The commission also heard from representatives from Mental Health America on some of the known mental health needs in the area and some of the resources that many residents may need.

“We offer education outreach and advocacy work across the state, a part of that is being able to educate communities around what resources are available,” said Yosha Dotson, from Mental Health America of Georgia. “A part of that is being able to educate communities about what types of training is available for non-mental health professionals to be able to recognize signs and symptoms of mental illness or mental health crises.”

In addition to training programs, the MHA also works to make it more likely for people facing mental illness to find help instead of prison time.

“[MHA’s Mental Health Academy] targets those folks who will most likely encounter someone in a mental health crisis, or someone who is approaching a mental health crisis or having mental health challenges,” Dotson said.

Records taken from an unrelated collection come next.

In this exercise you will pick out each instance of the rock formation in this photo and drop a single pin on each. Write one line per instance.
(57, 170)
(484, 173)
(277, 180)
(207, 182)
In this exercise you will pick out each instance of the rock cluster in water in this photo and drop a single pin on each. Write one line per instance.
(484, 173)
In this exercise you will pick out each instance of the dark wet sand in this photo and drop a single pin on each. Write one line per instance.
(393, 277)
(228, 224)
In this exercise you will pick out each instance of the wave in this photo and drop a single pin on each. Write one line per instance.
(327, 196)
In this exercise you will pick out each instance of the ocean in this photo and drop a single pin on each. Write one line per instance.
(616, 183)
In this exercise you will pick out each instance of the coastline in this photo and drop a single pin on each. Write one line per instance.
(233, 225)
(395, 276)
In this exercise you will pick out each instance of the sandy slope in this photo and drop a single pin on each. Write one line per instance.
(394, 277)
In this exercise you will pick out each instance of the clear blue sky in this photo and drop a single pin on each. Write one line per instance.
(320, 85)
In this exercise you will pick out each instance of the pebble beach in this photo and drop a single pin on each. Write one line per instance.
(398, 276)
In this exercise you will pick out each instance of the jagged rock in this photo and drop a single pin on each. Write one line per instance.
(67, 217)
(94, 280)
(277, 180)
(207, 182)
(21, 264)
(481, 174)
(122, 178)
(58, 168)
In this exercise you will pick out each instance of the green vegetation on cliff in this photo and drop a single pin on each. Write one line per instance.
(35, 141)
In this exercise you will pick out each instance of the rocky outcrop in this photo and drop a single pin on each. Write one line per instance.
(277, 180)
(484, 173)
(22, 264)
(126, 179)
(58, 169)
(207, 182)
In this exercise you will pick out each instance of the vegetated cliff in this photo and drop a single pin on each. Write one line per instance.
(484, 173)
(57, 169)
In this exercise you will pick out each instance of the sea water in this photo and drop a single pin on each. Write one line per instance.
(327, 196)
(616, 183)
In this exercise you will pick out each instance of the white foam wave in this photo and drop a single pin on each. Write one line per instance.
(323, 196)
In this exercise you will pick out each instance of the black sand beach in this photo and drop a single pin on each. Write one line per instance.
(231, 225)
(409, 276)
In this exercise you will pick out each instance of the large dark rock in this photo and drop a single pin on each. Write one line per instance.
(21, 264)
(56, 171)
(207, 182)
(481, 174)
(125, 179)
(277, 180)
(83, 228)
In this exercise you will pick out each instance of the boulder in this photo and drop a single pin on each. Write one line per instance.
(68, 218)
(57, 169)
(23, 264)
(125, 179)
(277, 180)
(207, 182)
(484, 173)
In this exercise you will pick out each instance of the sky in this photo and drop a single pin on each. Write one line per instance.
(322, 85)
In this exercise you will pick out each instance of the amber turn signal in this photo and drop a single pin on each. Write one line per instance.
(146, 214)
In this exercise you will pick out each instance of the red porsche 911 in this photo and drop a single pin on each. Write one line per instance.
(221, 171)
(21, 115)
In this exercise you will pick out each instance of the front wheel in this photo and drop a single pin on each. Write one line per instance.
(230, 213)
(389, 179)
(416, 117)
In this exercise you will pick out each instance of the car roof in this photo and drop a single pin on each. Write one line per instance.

“That includes dispatchers for 911. It includes emergency, or EMT, professionals. It includes police officers. That is part of the way that Eric [Mosley], and I started having this conversation. A lot of police officers are now being tasked with even inside of the jail, housing more people with mental health challenges.”

Mosley estimated that roughly 25 percent of inmates in Troup County Jail may face mental health challenges.

Dotson said that there are grants available to fund the programs in Troup County, and she said that MHA has funding for training if those interested can provide a location for the training to take place.

Other topics discussed during the meeting include:

  • A request that a property on Upper Big Springs city be de-annexed into the county from the city. The property is surrounded on three sides by county properties.
  • A request to lift the hiring freeze to replace an employee who quit in the sanitation department.
  • Troup County Finance Officer Buddy Cashwell requested approval to utilize the Multi-Bank Securities Inc. eConnectDirect as a tool to invest in short term Certificates of Deposit. Several commissioners asked about the possibility of investing some of the money in local banks, and Cashwell said that local banks would have that opportunity, though it could prove a difficult undertaking for small banks due to FDIC requirements on large investments.
  • Crews also thanked County Engineer James Emery for overseeing the installation of flashing lights on Wares Crossroad.

The Troup County Board of Commissioners will meet again on Tuesday at 9 a.m. at 100 Ridley Ave.